Kultur : Die angesehene Institution sitzt auf gepackten Koffern

Katrin Hillgruber

Die Zeit drängt. Die Literaturwerkstatt Berlin am Majakowskiring im alten Diplomatenviertel Pankow droht ihr geschichtsträchtiges Domizil zu verlieren. Seit 1991 residiert die international angesehene Institution in der ehemaligen Dienstvilla des ersten DDR-Präsidenten Otto Grotewohl, die 1980 in den Besitz des DDR-Schriftstellerverbandes übergegangen war. Zu Wendezeiten wurde das Haus von Autoren besetzt, die seine Öffnung für die Literatur und Öffentlichkeit forderten. "Mit dieser Konzeption arbeiten wir bis heute", sagt der Leiter der Literaturwerkstatt Thomas Wohlfahrt.

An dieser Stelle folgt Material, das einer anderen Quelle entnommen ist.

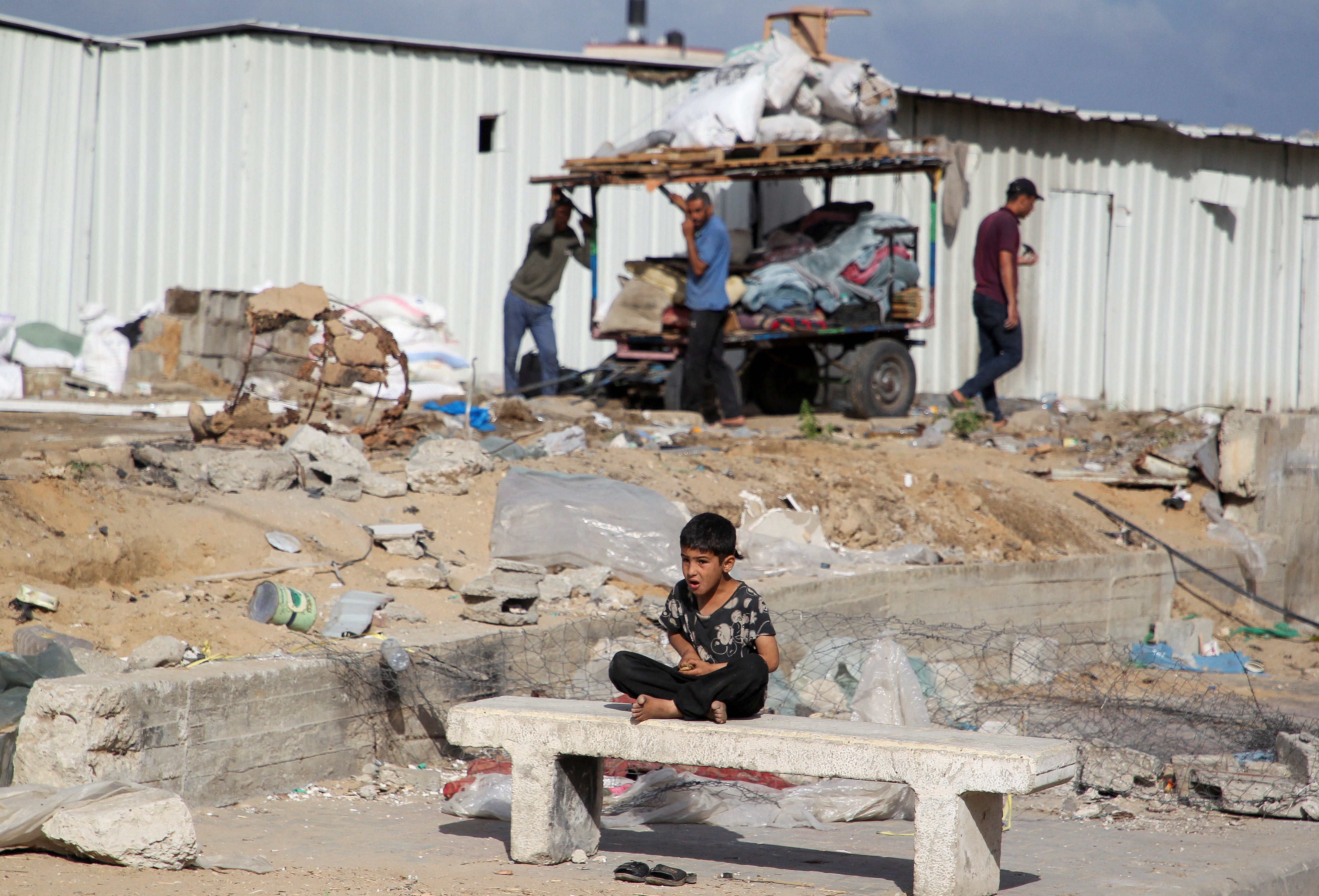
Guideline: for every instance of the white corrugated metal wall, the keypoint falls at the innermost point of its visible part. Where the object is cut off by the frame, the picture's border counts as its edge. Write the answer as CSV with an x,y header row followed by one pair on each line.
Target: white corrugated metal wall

Es gab da auch mal einen deutsch-deuschen Einigungsvertrag, der vorsah, dass Kultureinrichtungen des Ostens nicht geschlossen werden dürfen. Wer erinnert sich noch daran, fragt man sich skeptisch, wenn man die eigenartig zögernden bis schleppenden Antworten liest, die die ehemalige Kultursenatorin Christa Thoben und jüngst Monika Grütter, Vorsitzende des Ausschusses für Kulturelle Angelegenheiten, den Brandbriefen aus Pankow erteilten. Das Verfügungsrecht des Landes Berlin über die Immobilie Majakowskiring 46/48 endete nämlich am 31. Dezember 1999. Seit diesem Jahr befindet sich das Anwesen wieder im Besitz von Privatpersonen in England und den Vereinigten Staaten. Sie hatten 1991 die Jewish Claim Conference beauftragt, ihren Interessen nachzugehen.

Die von der Claim Conference eingesetzte Berliner Hausverwaltung wiederum weigert sich, dringende Reparaturen an der (literatur-)geschichtlich bedeutsamen Villa durchzuführen. Begründung: Die Literaturwerkstatt bezahle keine Miete. Das würde sie nach Auskunft Wohlfahrts gerne tun, doch hat der Senat keine entsprechenden Mittel von 200.000 bis 250.000 Mark dafür vorgesehen, obwohl die Entwicklung ja schon lange bekannt war. Christa Thoben schrieb am 1. März, der Senat habe sich "an alle Bezirke gewandt, nach einem Standort für die Literaturwerkstatt zu suchen; der Rücklauf ist noch nicht abgeschlossen." Das ist er offenbar bis heute nicht.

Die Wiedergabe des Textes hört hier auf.